細田佳央太(以下、細田):沖田監督の作品を観ると、懐かしいような安心するような、優しい気持ちになるなあって感じていました。監督の暖かくて穏やかな世界観の一員になれるというのがとてもうれしかったです。

――もじくんという役柄には最初どんな印象を持ちましたか。

細田:実は、漫画と台本を最初に読んだ段階では、僕にもじくんの独特な空気感が出せるのかなって、実はちょっと不安になりました。
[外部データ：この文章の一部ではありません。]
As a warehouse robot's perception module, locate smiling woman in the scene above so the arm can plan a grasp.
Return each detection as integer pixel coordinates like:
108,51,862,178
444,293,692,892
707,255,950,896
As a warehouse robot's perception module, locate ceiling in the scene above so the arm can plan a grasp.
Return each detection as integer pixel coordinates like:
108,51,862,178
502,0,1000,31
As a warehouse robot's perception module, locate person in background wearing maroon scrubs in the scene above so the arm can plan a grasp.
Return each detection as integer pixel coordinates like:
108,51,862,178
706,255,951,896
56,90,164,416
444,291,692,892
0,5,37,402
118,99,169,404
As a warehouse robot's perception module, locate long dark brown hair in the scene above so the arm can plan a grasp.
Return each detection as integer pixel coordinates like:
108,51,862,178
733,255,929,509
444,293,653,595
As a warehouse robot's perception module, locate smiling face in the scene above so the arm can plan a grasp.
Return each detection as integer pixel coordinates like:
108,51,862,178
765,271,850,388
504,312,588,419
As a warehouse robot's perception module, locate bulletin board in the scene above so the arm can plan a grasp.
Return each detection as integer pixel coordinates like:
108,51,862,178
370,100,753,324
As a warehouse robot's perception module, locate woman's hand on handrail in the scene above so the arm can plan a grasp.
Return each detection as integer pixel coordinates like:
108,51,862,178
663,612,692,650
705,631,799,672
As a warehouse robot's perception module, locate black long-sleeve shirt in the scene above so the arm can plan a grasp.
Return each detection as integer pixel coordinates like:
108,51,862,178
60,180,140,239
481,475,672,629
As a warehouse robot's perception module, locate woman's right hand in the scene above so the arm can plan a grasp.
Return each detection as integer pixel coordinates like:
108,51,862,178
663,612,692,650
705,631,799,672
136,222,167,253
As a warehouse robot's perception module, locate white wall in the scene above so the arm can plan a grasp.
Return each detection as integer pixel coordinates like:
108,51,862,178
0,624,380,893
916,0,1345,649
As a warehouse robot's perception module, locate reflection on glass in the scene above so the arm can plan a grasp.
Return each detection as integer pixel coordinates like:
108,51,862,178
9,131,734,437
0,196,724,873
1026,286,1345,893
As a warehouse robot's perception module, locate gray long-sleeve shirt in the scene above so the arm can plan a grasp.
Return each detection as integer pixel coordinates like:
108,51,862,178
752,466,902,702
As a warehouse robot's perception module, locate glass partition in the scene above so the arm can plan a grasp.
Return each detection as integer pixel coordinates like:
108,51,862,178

――そうなんですか、どんなふうに役にアプローチしていきましたか。

細田:沖田監督から「台詞にもじくんらしさを散りばめているから、細田くんはそのままやっていいよ」と言われました。もじくんを意識して演じようとするというよりは、自分のままでいいんだって思ったら楽になりました。あとはナチュラルでいることを心掛けました。

――自然体の演技って実は難しそうです。

細田:最初は緊張していたので力が入ってしまいました。カットがかかって、沖田監督から「力んじゃったからもう一回やろう」って言われました。僕が力んだら門司もじくんに影響しちゃうと思って、一回考えるのを辞めました。上白石萌歌ちゃんが演じるサクタさんとの不思議な空気感も意識して出すのではなくて、出たらいいなっていう考え方に変えることで肩の力を抜くことができたような気がします。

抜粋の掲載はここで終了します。